Texas Gov. Rick Perry declared the storm an ''imminent threat'' and NASA announced that it will bring shuttle Endeavour and its crew home a day early on Tuesday, in case Dean veers toward its control center in Houston.
As a Category 2 hurricane, Dean killed three people Friday in St. Lucia and Dominica. Then, it strengthened into a major Category 4 hurricane. By the time it reaches Jamaica, the Caymans and the Yucatán, it could approach or exceed Category 5 status, with winds above 155-mph.
''We are prepared for the worst,'' said Kerry-Ann Morris, a Jamaican spokeswoman.
Forecasters said she had good reason to be concerned.
Dean ripped through the outer arc of islands Friday morning, damaging homes, flooding streets and killing a 62-year-old man in St. Lucia and a woman and her 7-year-old son in Dominica, according to The Associated Press.
''We don't have a roof . . . everything is exposed,'' Josephine Marcelus, a resident of Morne Rouge, a town in northern Martinique, told the AP. ``We tried to save what we could.''
Dean's outer bands, filled with rain, were expected to sweep through mountainous areas of the Dominican Republic and Haiti Saturday, raising the possibility of flash floods and mudslides.
In 2004, floods and mudslides produced by a glancing blow from Hurricane Jeanne killed more than 3,000 Haitians.
On Friday, Haitian officials begged residents to prepare, especially those who live near rivers. They were advised to seek higher ground immediately.
Some said they would ignore the warnings. The reason: no means to leave.
''Tell me, where am I going to go?'' Wilden Pierre, 20, said outside his shed, a hodgepodge of tin perched over a riverbed in the hills above Port-au-Prince. ``I have no place to go -- I have no money.''
Dean appeared likely to just brush the Dominican Republic, but even a passing encounter with a storm this powerful can prove deadly and damaging.
Authorities warned residents to stay off beaches and advised those living in low-lying areas to remain alert.
Emergency managers opened 100 lines for calls and told coastal residents that they should stock up on food and water.
In the Santo Domingo neighborhood of La Javilla, residents kept a close eye on the nearby Ozama River, which floods after moderate rains, said Minerva Mendez Reyes, who owns a small grocery store.
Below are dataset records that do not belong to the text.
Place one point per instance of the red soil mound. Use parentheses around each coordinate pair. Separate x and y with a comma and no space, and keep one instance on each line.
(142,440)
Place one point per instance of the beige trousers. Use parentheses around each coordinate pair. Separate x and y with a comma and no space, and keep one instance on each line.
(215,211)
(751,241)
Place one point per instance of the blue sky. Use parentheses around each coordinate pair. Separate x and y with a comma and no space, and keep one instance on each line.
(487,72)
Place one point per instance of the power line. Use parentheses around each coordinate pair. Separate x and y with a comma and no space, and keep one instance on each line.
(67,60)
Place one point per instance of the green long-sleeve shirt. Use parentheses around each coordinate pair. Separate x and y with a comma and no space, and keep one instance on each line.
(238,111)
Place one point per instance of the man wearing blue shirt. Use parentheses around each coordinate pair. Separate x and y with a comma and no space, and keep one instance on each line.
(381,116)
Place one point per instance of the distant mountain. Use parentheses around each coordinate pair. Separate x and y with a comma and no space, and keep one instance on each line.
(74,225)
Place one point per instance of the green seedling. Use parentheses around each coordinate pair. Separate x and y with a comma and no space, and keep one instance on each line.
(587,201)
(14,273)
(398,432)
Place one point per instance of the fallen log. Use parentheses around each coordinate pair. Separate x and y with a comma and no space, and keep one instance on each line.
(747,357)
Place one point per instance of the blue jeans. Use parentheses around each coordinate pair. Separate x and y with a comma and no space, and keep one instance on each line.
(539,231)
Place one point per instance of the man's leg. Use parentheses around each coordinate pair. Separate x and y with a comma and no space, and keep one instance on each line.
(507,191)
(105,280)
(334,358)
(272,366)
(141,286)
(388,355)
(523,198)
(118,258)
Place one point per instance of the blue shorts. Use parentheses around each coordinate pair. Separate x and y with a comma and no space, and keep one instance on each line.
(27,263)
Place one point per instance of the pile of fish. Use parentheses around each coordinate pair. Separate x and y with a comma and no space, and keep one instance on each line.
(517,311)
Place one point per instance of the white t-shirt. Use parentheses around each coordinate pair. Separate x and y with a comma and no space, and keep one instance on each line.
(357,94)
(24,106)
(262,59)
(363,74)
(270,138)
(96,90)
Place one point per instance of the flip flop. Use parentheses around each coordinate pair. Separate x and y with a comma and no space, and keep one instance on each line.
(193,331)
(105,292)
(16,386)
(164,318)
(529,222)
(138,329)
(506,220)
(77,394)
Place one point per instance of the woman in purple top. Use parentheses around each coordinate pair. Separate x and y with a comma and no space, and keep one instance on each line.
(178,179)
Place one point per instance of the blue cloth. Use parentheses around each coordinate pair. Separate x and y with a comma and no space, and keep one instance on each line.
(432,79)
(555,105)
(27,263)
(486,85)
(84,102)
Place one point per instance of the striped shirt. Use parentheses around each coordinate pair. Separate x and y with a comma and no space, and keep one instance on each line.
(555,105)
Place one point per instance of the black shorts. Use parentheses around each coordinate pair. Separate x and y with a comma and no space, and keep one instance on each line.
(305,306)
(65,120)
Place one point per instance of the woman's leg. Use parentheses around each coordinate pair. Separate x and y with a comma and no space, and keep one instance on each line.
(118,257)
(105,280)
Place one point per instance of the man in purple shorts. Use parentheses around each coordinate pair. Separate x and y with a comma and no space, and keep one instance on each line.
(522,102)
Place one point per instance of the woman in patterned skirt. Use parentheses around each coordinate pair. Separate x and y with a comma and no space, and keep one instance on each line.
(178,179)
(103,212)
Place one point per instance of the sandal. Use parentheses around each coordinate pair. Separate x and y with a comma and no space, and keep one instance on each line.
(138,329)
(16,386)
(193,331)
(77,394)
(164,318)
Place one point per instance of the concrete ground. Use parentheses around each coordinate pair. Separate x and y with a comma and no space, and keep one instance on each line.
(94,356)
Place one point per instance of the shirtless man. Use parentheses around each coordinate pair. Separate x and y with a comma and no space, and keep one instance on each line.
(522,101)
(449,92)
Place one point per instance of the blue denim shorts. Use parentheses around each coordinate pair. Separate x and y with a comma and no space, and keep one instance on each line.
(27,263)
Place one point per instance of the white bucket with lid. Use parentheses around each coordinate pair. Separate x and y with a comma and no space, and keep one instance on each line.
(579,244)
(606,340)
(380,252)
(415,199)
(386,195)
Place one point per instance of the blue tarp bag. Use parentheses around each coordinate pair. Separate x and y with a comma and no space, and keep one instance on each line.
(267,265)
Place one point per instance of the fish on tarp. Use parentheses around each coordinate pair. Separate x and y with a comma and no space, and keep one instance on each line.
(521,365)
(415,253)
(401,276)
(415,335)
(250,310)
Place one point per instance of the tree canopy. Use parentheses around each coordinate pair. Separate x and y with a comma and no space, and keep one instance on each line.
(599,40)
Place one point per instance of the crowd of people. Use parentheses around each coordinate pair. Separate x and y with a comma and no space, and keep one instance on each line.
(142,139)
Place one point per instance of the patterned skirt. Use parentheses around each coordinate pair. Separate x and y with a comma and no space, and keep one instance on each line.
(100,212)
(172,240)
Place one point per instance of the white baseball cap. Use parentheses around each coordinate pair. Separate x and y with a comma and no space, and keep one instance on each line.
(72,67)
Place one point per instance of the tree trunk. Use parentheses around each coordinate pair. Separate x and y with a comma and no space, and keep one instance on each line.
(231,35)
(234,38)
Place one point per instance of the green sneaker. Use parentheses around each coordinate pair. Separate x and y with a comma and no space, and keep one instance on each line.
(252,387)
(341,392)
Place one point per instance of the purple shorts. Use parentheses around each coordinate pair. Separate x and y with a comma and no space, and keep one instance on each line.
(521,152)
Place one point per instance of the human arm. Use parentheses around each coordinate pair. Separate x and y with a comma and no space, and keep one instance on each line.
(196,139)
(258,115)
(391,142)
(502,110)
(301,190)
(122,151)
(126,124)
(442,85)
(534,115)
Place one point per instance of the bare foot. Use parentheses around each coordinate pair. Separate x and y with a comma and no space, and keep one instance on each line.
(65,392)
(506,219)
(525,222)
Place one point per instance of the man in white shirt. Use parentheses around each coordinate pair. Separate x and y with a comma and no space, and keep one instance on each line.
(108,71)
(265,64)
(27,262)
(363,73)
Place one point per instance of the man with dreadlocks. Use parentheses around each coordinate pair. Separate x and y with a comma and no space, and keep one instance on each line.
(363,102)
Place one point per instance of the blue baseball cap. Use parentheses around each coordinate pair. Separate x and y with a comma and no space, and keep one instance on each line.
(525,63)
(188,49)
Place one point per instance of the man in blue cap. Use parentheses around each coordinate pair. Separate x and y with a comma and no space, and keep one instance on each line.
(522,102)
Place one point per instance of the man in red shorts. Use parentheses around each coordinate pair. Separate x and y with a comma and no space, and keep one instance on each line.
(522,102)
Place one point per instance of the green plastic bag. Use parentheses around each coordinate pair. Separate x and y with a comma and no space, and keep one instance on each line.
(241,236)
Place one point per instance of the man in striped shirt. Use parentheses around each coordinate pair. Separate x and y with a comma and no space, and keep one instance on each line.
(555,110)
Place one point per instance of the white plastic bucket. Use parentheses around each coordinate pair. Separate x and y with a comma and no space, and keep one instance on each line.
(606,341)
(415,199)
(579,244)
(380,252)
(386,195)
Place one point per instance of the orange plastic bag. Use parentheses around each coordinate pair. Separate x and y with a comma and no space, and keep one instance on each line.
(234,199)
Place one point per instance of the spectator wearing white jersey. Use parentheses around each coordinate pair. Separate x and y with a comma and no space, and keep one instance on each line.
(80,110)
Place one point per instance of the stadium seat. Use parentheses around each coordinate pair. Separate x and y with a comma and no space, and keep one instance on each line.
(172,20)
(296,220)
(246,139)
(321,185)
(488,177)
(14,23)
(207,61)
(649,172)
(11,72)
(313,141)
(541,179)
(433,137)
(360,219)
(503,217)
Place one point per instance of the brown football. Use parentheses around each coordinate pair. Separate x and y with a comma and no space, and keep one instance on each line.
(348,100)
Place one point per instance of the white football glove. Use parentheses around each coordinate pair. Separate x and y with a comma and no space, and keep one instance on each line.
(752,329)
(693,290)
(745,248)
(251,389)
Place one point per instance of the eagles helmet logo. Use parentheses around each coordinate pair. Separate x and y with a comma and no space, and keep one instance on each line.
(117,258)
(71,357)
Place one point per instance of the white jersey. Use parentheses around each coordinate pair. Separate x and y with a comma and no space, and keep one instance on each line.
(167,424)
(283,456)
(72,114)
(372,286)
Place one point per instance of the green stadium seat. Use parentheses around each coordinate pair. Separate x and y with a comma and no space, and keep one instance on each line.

Two weeks ago, a sudden storm inundated her neighborhood and soaked 100-pound bags of rice and sugar. ''Just about every week, we end up fighting with the water,'' she said.
Still, it seemed that Jamaica and the Caymans were most at risk.
In Jamaica, emergency managers positioned relief supplies and urged citizens to check their roofs, prune trees and otherwise begin preparing.
''Right now, everybody is on high alert,'' said Morris, the Jamaican spokeswoman with the Office of Disaster and Preparedness Emergency Mangement in Kingston.
Maybe so, but many residents were taking a wait-and-see attitude, especially in Kingston, where there was no rush to board up homes or crowd grocery stores or gasoline stations.
''I have to see it first before I believe in it,'' said Mitch Landell, 28, a street vendor across from the famed National Bakery on Half-Way Tree Road in Kingston.
In Montego Bay, however, more concern was evident. Officials evacuated tourists from waterfront hotels and asked airlines to add more outbound flights Saturday.
''I am scheduled to leave Jamaica on Sunday,'' said tourist Mike Wallace of Miami. ``But I don't know if this would be possible. I am just not sure what is going to happen.''
The Caymans were pummeled in 2004 by Hurricane Ivan, which destroyed or damaged countless homes and wrecked businesses, roads and utilities. The islands still haven't fully recovered, and now they might absorb another hit.
Cayman Airways and other carriers added flights Friday and hotels advised tourists to leave.
''We have a small window of opportunity in which visitors wishing to leave may do so,'' said Ebanks, the government spokeswoman.